Although their overall contributions to the economy and workforce are relatively small, there were considerable GSP contribution increases in the decade from 2006 from the financial and insurance services sector (up 1.1 percentage point); the professional, scientific and technological services sector (up 1.0 percentage point); and the information media and telecommunications sector (up 0.7 of percentage points).

Ms Denny said the findings pointed to key challenges, but also opportunities, for the future of Tasmania’s work environment.

“Given that more than half the workforce in six of the 19 industry sectors is aged over 45, including in two of the largest and fastest growing sectors - healthcare and social assistance; and education and training - it is likely that over the next 15 to 20 years around half the workers will exit the workforce,” Ms Denny said.

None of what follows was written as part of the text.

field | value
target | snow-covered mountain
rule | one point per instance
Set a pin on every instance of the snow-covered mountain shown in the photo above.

“This will create challenges in projecting and planning for new and replacement labour, and providing appropriate education and training services. The opportunity, however, is workforce renewal, including the potential for increased productivity, if managed well.”

Ms Denny said key issues included:

  • How to maintain engagement and productivity in the workforce by older workers;
  • How to transfer skills and knowledge across industries as workforces fluctuate;
  • How to project employment demand for new jobs and labour to replace an ageing/retiring workforce;
  • How to challenge gender stereotypes to encourage men and women to consider work opportunities in non-traditional sectors;

·       How to increase employment in the private, traded sectors for both men and women;

·       How to reverse the decline in full-time employment to ensure Tasmanians have the opportunity to improve their economic and social prosperity and well-being.